First of all, note that the --help (or -h) command line option produces a list of available options; for example, if you type
python epiun.py -h
then you'll get something like the following:
usage: epiun.py [-h] [-E E] [--inseq INSEQ] [--out OUT]
[--outseqnames OUTSEQNAMES] [-T T] [--seed SEED]
[--Mxtra MXTRA] [-M M] [--weightsfile WEIGHTSFILE] [--tmr TMR]
[--reverse] [--nodelowcount NODELOWCOUNT]
[--edgelowcount EDGELOWCOUNT] [--rmweaknodes] [--dag DAG]
[--writegraph WRITEGRAPH] [--usegraph USEGRAPH]
[--fixinit FIXINIT] [--hintinit HINTINIT] [--verbose]
epiun: EPIgraph UNaligned
optional arguments:
-h, --help show this help message and exit
-E E Epitope length
--inseq INSEQ, -i INSEQ
input sequence filename
--out OUT output file with vaccine sequences
--outseqnames OUTSEQNAMES
comma-separated list of names of vaccine sequences
-T T Number of trials
--seed SEED random seed
--Mxtra MXTRA extra iterations beyond M
-M M Number of seqs in cocktail
--weightsfile WEIGHTSFILE
File with weights associated to names
--tmr TMR (too many repeats) remove sequences with more than TMR repeats
--reverse reverse sequences
--nodelowcount NODELOWCOUNT
delete nodes with count <= LOWCOUNT
--edgelowcount EDGELOWCOUNT
delete edges whose nodes have low counts
--rmweaknodes delete nodes whose self and all neighbors have count=1
--dag DAG Heuristic for dag-ifying graph: rss, sum, etc
--writegraph WRITEGRAPH
write graph object to python pickle file
--usegraph USEGRAPH read graph object from python pickle file
--fixinit FIXINIT file with fixed initial vaccine sequences
--hintinit HINTINIT file with suggested initial vaccine sequences
--verbose, -v verbose
EpiGraph makes extensive use of the NetworkX (https://networkx.org/) package for network algorithms, and we are grateful to the authors of that package for making it open-source. The EpiGraph package also includes (in the newcycle.py file) a re-implementation of the "bidirectional_shortest_path" function that enables it to find paths from a node to itself (if such paths exist; these are cycles, and this is one step in our ultimate aim of removing all cycles in the graph).
[1] J. Theiler, H. Yoon, K. Yusim, L. J. Picker, K. Frueh, and B. Korber. "Epigraph: A vaccine design tool applied to an HIV therapeutic vaccine and a pan-Filovirus vaccine." Scientific Reports 6 (2016) 33987.
[2] J. Theiler and B. Korber. "Graph-based optimization of epitope coverage for vaccine antigen design." Statistics in Medicine 37 (2017) 181-194.
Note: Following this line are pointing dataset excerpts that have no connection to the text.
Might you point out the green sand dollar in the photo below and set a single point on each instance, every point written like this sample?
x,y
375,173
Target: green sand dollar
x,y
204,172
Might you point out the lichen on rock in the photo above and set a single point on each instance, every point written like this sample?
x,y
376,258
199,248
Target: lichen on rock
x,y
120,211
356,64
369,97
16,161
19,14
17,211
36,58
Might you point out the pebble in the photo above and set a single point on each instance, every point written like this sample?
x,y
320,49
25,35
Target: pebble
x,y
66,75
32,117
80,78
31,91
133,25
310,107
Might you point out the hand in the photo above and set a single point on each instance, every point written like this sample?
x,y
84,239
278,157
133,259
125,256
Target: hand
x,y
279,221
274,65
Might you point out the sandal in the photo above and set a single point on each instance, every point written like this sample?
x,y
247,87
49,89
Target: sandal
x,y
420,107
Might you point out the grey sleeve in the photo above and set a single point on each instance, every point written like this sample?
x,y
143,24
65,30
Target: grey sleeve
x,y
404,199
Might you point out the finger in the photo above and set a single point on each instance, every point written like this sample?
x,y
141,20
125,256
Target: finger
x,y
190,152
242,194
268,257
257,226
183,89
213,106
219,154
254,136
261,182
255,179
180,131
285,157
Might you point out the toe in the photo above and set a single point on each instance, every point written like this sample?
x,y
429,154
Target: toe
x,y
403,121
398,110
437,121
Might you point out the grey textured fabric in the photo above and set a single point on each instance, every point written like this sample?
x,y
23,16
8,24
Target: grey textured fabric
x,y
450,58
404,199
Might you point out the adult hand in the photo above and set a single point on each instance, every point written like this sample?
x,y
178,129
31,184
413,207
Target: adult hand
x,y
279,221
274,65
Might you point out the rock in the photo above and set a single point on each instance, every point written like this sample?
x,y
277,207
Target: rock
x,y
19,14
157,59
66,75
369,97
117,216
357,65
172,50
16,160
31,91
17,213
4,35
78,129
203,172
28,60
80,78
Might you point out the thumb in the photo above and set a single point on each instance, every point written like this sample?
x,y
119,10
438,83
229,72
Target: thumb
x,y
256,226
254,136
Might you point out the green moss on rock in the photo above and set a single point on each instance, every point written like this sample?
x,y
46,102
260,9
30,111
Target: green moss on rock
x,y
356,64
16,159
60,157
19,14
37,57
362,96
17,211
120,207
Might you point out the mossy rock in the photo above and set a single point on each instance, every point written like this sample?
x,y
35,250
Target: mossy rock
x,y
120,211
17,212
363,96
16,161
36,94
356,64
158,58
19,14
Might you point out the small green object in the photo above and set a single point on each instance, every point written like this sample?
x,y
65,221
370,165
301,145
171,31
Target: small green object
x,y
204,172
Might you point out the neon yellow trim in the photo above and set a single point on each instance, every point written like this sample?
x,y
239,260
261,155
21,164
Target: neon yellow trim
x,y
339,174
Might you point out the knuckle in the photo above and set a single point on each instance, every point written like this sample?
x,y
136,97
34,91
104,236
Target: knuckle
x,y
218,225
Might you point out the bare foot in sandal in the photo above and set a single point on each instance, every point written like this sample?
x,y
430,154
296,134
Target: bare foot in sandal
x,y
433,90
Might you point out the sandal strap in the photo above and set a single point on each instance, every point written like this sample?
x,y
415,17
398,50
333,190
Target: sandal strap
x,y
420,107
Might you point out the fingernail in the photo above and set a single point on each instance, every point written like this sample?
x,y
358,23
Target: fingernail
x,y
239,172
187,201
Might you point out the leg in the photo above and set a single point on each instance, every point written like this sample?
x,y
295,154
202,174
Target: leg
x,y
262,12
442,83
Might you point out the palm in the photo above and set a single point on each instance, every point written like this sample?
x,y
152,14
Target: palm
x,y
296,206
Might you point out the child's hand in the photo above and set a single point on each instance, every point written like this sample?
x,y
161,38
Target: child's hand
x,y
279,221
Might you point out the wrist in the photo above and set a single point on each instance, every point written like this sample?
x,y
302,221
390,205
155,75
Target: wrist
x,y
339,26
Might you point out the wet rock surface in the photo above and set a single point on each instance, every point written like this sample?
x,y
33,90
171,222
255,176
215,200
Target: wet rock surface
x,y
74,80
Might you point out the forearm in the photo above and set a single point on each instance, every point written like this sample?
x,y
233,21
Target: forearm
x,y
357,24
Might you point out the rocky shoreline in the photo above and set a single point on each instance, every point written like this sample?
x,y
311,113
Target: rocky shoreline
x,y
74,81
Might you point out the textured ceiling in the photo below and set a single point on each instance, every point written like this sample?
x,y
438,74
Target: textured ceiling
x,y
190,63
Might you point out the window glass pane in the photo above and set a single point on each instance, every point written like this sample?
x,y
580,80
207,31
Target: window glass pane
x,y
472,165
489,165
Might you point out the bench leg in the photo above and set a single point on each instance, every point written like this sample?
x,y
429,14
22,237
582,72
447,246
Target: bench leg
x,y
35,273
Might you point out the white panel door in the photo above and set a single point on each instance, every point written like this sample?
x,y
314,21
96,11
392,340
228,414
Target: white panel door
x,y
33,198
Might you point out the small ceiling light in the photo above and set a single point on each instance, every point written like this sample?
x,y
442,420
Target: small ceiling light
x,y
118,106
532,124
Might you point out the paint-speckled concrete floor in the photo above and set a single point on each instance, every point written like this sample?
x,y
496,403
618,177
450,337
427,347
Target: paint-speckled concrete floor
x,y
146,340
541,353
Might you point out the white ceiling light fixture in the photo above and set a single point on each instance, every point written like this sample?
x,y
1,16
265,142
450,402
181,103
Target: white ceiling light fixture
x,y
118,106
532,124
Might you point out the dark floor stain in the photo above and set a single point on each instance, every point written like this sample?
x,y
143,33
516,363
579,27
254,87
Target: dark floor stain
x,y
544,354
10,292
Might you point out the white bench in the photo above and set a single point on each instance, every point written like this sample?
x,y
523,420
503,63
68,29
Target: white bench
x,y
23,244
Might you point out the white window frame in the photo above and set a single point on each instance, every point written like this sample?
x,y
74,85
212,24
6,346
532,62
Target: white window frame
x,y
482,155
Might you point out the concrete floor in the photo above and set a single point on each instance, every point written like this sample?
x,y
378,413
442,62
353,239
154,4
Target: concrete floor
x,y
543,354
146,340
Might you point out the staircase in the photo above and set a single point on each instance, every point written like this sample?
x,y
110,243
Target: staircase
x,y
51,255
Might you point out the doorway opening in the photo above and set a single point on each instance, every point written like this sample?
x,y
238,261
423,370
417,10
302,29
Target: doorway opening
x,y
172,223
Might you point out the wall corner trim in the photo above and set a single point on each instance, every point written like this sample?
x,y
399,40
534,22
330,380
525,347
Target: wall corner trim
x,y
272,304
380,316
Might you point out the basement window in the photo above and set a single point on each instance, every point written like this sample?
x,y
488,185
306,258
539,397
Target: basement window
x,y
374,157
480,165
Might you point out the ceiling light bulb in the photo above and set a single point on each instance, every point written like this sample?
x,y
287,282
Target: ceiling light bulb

[3] W. Fischer, S. Perkins, J. Theiler, T. Bhattacharya, K. Yusim, R. Funkhouser, C. Kuiken, B. Haynes, N. L. Letvin, B. D. Walker, B. H. Hahn, and B. T. Korber. "Polyvalent vaccines for optimal coverage of potential T-cell epitopes in global HIV-1 variants." Nature Medicine 13 (2007) 100-106.
(c) 2023. Triad National Security, LLC. All rights reserved.
This program was produced under U.S. Government contract 89233218CNA000001 for Los Alamos National Laboratory (LANL), which is operated by Triad National Security, LLC for the U.S. Department of Energy/National Nuclear Security Administration. All rights in the program are reserved by Triad National Security, LLC, and the U.S. Department of Energy/National Nuclear Security Administration. The Government is granted for itself and others acting on its behalf a nonexclusive, paid-up, irrevocable worldwide license in this material to reproduce, prepare derivative works, distribute copies to the public, perform publicly and display publicly, and to permit others to do so.
This software is open source under the GNU General Public License ; version 3.0 of the License. See LICENSE file for details.